U swimmers change lineup, flatten Iowa

Ryan Schuster

Before Saturday’s swim meet against Iowa at the University Aquatic Center, Gophers women’s swimming coach Jean Freeman allowed all of her seniors sign up for one event in which they wanted to compete. This strange strategy was designed to let Minnesota’s 14 seniors enjoy themselves in the last home dual meet of their college careers.
Because of the lineup juggling, only three of Minnesota’s event winners from a week ago at the Quad Duals won the same event against the Hawkeyes. The end result, however, was the same as the Gophers swam past Iowa, 187-106.
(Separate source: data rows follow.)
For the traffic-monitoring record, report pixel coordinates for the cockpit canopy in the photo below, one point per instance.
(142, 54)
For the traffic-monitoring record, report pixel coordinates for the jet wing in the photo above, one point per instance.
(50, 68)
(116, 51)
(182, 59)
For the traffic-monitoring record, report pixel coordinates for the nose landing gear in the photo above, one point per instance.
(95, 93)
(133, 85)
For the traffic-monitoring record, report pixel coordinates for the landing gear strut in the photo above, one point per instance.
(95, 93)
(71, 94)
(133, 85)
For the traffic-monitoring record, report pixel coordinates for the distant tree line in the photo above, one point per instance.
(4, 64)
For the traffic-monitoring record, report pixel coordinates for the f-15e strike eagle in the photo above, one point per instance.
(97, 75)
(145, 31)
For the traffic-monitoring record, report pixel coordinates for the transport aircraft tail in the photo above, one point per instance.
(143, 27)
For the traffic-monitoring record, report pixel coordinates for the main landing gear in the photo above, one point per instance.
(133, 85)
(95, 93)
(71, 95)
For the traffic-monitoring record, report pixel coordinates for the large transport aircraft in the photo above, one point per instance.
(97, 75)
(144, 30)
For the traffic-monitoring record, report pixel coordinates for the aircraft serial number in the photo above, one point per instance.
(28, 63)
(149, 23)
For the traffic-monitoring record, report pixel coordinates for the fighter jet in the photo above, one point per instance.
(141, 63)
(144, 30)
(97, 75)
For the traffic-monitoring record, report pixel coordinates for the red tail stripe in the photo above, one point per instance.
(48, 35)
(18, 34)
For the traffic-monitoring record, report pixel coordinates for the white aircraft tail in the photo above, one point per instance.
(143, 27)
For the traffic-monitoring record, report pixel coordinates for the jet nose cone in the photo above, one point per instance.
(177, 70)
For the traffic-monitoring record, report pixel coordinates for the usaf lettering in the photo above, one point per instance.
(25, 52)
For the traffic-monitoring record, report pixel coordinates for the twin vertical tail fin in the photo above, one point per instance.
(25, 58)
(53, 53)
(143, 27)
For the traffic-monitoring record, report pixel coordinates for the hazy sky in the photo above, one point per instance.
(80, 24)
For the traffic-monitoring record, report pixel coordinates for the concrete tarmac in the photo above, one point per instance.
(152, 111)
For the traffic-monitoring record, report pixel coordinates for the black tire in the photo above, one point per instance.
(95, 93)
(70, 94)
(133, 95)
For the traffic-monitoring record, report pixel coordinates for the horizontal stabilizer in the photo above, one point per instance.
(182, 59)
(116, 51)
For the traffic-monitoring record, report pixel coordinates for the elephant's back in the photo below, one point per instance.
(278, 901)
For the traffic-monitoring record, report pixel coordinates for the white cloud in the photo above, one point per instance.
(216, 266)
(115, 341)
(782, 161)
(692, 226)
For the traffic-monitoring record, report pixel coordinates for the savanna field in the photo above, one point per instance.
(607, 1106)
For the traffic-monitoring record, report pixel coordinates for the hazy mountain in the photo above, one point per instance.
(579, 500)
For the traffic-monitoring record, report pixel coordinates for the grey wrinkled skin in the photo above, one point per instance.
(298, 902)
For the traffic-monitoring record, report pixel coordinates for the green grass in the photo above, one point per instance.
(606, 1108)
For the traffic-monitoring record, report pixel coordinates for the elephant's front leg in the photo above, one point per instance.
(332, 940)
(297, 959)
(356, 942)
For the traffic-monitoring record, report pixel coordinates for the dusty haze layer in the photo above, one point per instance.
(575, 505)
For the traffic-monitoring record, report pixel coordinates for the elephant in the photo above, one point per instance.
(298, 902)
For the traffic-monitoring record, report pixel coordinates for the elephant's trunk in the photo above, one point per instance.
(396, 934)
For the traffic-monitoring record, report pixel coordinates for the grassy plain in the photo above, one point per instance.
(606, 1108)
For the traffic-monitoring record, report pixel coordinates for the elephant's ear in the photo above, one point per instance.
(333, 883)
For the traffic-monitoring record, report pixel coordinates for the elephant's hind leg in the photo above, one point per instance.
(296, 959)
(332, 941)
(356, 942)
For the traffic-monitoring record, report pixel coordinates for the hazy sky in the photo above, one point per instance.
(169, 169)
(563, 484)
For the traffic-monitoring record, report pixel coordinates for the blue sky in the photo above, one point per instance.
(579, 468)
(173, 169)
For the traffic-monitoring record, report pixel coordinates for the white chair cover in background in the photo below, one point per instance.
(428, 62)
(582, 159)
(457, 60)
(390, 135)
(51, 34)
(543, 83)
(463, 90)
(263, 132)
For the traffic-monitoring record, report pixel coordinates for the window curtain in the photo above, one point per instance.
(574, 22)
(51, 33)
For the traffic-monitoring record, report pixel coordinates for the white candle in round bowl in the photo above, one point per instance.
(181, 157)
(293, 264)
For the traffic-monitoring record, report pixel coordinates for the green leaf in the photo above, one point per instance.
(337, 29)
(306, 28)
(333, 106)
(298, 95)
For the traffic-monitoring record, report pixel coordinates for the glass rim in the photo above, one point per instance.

Minnesota won 15-of-16 events in the meet, with Iowa’s lone first-place finish coming in the 200-yard freestyle relay, the last event of the competition. Despite shifting their lineups, the Gophers (15-0) still set four new Minnesota-Iowa dual meet records.
Junior Olga Splichalova broke former Iowa swimmer Jane Keating’s 11-year-old dual meet record in the 500 freestyle by over three seconds with a time of 4 minutes, 55.23 seconds.
For Minnesota, it was a fine way to prepare for Big Tens, Feb. 20-22.
“It’s a confidence builder because people are showing that they can win events that they normally don’t swim,” Gophers senior Devon Coellner said.
Kim Wilson and Jessica Grass also broke records set by Keating in 1986. Wilson swam the 1,000 freestyle in 10:07.31 and Grass set a new mark in the 200 butterfly with a time of 2:04.15. Minnesota’s Beth Shimanski eclipsed an old Gophers-Hawkeyes dual meet mark in the 100 backstroke in 58.34.
Seniors bring success
In the midst of one the best seasons Minnesota’s swimming and diving program has ever had, it is easy to forget how far both teams have come in such a short time.
In men’s coach Dennis Dale’s first year at Minnesota (1985-86), the Gophers finished ninth in the Big Ten. Last year, the men won the conference title. At weeks end, the team was 10-0 overall and ranked No. 9 nationally.
The women’s team has also made a big turnaround. One of the biggest factors in the team’s improvement has been the contributions of this year’s senior class.
“It’s been a great class that has changed the direction of Minnesota women’s swimming and diving,” Freeman said.
In 1992-93 — the year before this year’s seniors were freshmen — the Gophers finished sixth in the Big Ten. The Gophers have shown steady progress recently. In the last three years the team has finished third twice and second once.
With a strong senior class, the success of the 1997 Gophers is undeniable. They have equalled the program’s record for dual meet wins in a season (13), and set a new high for conference victories (7). At No. 8 in the nation, no women’s swimming team has been ranked higher.